An effort to establish congressional term limits gained steam this week as Florida became the first state in more than two and a half decades to back a constitutional convention under Article V to solely tackle the subject of federal term limits.
On Wednesday afternoon, the Senate backed a memorial from State Sen. Aaron Bean, R-Jacksonville, and Florida Rep. Larry Metz, R-Groveland, supporting an Article V convention on term limits. The memorial passed by voice vote. The House passed its version of the memorial at the end of last month.
The legislation proposes a “convention under Article V of the Constitution of the United States with the sole agenda of proposing an amendment to the Constitution of the United States to set a limit on the number of terms that a person may be elected as a member of the United States House of Representatives and to set a limit on the number of terms that a person may be elected as a member of the United States Senate.”
For the convention to be convened, 34 states must agree to it. If the convention proposes an amendment, 38 states must ratify it for it to be added to the U.S. Constitution.
U.S. Term Limits President Philip Blumel, who is based in Palm Beach, pointed to polls showing most Americans support congressional term limits.
“Seventy-five percent of Americans support term limits on Congress, including huge majorities of Democrats, Republicans and independents,” Blumel said. “This is a rare, truly bipartisan issue with national support.”
“Rep. Larry Metz and State Sen. Aaron Bean have been an integral part of the process in Florida and in making Florida the first state in the nation to call for term limits,” Blumel added before showcasing his group’s work across the nation. “There are now 11 states hot on Florida’s heels, and the progress here has laid the groundwork for their success.”
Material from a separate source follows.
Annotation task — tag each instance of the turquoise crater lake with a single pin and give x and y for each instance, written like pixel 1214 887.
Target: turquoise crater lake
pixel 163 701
Back in 1992, almost 77 percent of Floridians backed Amendment 9 which enacted eight year term limits on federal and state officials but, in 1995, the U.S. Supreme Court ruled that states could not enact congressional term limits. The same year, despite Republicans taking over the House in 1994 by calling for congressional term limits, U.S. Rep. Bill McCollum, R-Fla., attempted to push a proposed amendment though Congress limiting members of the U.S. House and Senate to serving 12 years but it fell far short of the two-thirds needed to pass the chamber.